Para senhores da Galeria Códice, o Holocausto também é arte? Seriam Hitler, Stalin, Saddan, Bin Laden, Bush artistas?????? E Somoza? Para a Nicaragua... como seria classificado Somoza? Artista de impacto?

Lamentável! Ridículo! Patético: para o "artista"e a "galeria"que se sujeitam a "desumanidade", por uma pseudo-arte.

 
At 30 de outubro de 2007 às 22:20, Anonymous Anónimo said...

"as pessoas sensíveis não são capazes de matar galinhas / porém são capazes de comer galinhas"

Sophia

 
At 4 de novembro de 2007 às 20:38, Anonymous Anónimo said...

Que esse desgraçado MORRA !!! Que façam com ele o mesmo que fizeram com o pobre animal.

 
At 7 de novembro de 2007 às 15:35, Anonymous Anónimo said...

Aposto que se este "animal" não tivesse feito esta Obra de Arte os 100 e tal mil pessoas que assinaram a petição continuavam a abandonar os seus animais de estimação em férias e a dar-lhes desprezo.

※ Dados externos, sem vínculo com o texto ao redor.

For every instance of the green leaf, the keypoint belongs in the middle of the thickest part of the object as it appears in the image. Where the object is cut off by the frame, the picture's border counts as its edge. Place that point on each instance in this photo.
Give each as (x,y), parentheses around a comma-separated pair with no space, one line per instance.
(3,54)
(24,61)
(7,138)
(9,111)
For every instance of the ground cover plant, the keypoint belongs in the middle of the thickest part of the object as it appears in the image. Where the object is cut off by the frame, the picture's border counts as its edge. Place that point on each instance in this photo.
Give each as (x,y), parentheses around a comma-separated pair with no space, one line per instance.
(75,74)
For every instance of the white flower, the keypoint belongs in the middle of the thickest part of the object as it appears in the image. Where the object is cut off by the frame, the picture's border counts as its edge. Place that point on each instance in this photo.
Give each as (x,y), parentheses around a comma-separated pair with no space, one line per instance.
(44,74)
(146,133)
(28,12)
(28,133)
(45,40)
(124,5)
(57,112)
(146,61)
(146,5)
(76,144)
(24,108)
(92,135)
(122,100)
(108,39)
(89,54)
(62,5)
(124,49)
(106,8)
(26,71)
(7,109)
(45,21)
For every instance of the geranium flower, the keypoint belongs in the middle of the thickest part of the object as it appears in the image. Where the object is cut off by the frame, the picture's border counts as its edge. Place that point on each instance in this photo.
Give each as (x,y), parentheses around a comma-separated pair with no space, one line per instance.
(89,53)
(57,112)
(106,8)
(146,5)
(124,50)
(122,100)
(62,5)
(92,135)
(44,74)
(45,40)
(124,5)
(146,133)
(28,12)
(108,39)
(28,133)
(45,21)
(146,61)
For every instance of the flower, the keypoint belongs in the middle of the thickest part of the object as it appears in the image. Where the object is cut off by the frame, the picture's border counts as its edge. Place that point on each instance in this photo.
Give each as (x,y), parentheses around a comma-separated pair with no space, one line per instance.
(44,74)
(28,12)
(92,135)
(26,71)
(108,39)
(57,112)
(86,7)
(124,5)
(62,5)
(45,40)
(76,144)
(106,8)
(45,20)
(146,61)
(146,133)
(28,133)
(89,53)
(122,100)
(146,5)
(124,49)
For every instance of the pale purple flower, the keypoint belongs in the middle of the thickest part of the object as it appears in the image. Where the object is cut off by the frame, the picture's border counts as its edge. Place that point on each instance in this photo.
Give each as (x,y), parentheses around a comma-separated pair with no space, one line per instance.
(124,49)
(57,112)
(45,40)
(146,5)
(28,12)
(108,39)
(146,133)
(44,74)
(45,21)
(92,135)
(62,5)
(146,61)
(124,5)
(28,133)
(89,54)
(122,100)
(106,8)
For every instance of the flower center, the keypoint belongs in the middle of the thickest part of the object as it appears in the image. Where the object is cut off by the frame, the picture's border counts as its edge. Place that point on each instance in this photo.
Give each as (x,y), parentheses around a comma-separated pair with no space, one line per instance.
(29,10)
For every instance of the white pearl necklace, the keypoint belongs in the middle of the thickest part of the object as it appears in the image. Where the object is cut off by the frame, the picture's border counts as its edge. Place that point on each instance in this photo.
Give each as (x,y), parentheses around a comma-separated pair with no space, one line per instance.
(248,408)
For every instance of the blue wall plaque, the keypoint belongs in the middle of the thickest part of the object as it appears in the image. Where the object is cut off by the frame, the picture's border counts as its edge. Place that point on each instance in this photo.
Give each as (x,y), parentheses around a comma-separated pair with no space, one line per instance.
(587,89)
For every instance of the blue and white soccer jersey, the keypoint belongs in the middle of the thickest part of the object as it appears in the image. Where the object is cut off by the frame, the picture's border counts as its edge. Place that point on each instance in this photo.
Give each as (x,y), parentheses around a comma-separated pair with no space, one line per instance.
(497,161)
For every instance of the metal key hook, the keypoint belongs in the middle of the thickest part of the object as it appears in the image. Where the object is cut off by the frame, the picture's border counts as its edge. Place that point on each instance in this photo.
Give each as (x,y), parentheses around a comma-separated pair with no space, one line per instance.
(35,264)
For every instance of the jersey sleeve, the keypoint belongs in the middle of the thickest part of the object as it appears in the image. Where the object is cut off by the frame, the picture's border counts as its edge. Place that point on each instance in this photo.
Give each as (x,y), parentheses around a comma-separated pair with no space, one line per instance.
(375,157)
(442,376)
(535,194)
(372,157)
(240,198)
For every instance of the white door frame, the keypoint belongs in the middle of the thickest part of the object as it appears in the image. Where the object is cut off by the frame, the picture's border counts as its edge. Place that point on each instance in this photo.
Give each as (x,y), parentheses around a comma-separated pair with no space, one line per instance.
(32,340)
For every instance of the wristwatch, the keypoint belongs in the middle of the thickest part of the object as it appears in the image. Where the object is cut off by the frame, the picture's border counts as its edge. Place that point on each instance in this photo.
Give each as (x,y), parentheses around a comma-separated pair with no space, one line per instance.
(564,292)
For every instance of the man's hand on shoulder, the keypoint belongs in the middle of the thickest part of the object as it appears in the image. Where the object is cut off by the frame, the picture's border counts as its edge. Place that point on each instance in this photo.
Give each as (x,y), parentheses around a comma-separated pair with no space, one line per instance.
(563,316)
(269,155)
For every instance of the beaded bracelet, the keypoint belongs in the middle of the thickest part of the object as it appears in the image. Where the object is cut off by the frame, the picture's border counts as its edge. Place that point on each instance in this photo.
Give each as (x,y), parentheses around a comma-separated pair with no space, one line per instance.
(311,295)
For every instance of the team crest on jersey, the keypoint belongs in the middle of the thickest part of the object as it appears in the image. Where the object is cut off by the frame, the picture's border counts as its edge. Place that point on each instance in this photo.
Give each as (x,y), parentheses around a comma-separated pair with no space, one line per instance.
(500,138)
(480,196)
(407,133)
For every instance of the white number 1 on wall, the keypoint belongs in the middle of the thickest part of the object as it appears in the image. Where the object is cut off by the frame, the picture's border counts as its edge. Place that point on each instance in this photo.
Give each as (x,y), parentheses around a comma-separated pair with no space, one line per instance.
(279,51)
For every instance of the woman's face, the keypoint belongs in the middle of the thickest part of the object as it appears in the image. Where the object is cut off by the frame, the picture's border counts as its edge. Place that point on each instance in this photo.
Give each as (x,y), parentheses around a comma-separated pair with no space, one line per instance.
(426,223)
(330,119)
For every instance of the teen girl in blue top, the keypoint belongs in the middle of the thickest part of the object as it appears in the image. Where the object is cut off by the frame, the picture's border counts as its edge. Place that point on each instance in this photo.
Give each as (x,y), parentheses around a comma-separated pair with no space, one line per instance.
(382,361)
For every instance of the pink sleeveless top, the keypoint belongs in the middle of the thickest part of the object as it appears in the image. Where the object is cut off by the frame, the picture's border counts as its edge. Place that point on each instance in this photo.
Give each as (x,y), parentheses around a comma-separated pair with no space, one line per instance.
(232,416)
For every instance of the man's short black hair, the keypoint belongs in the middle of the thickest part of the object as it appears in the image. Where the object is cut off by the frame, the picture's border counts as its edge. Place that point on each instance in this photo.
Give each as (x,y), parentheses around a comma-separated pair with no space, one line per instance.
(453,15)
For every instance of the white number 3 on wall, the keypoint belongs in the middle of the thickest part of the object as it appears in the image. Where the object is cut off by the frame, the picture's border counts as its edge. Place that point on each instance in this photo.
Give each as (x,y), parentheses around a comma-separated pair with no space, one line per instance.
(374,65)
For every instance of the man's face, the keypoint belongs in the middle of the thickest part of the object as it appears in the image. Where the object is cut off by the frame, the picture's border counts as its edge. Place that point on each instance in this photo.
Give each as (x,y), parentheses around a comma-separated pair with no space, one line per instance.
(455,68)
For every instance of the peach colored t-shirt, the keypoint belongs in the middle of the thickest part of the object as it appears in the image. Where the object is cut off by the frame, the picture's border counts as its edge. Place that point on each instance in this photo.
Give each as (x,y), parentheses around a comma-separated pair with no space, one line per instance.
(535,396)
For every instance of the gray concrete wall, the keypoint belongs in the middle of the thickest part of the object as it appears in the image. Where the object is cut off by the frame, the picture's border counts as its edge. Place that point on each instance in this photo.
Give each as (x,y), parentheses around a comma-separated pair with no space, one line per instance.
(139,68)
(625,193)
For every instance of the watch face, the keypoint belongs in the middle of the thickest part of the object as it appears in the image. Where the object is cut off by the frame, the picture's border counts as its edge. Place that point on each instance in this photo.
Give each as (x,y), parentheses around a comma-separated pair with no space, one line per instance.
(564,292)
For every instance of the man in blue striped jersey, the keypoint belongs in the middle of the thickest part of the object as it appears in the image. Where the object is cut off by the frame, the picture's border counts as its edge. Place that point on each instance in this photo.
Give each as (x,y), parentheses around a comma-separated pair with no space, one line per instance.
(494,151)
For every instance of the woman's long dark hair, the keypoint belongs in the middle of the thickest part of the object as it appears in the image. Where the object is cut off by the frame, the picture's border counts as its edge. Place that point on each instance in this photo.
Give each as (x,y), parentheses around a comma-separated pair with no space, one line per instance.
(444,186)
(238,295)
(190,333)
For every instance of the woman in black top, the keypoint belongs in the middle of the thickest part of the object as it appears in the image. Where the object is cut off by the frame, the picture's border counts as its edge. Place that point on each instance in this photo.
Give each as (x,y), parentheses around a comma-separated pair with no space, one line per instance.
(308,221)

O objectivo aqui é acordar as pessoas para a realidade dos maus tratos para com os animais e não ter nome! Acho que ele estava plenamente consciente que ia ser odiado por todo o mundo ao fazer o que fez, mas ao mesmo tempo sabia que abria os olhos aos milhões de anormais que violam os direitos dos animais todos os dias a toda a hora! Existe muita hipocrisia neste protesto já para não falar da falta de cultura por pessoas que pensam que sabem o que é Arte e o seu Objectivo.

 
At 16 de fevereiro de 2008 às 00:14, Anonymous Anónimo said...

Devia-se fazer justiça, tanto o Guillermino quanto o dono da galeria que permitiu este absurdo deveriam ser punidos com medidas drasticas ou então que nos provem que o cachorro esta vivo e bem

 
At 10 de abril de 2008 às 14:41, Anonymous Anónimo said...

"Arte" seria Gillermo Vargas fazer o mesmo a ele próprio... e deixar-se morrer à fome... não ía fazer cá falta nenhuma!

 
At 20 de fevereiro de 2011 às 02:41, Blogger EverySitting said...

Considero esta instalação de Habacuc uma forma de mostrar a desumanidade que se vive actualmente neste mundo (pois ninguém foi capaz de alimentar o cão, ninguém participou na própria arte e ninguém a transformou). Ao mesmo tempo, pelo que ouvi, estava escrito na parede (em comida de cão) "eres lo que lees", portanto, se toda a gente que foi à exposição tira-se uma ou duas ou três ou quatro, (...) pedaços, a frase desapareceria, já ninguém seria o que lê, nem o cão morria à fome, tal como foi maioritariamente divulgado. Admito que na altura, quando isso surgiu nas notícias, também considerei um acto desumano por parte do autor, mas hoje finalmente penso ter descoberto mais uma capa deste polémico enigma artístico. Existindo petições para condenar o artista é levantada a questão da responsabilidade do autor perante o objecto criado. Até que ponto os autores podem ser desresponsabilizados pela sua obra? Até que ponto depende ele do efeito na interacção com o resto (que é muito)? Essas petições não existiriam se o desfecho tivesse sido aquele que, na minha tese, o autor desejava. A Arte é sempre um reflexo da realidade... Quanto pior a arte, pior a realidade!

 
At 1 de março de 2011 às 11:56, Blogger EverySitting said...

Habacuc contra o mundo ou o mundo contra habacuc?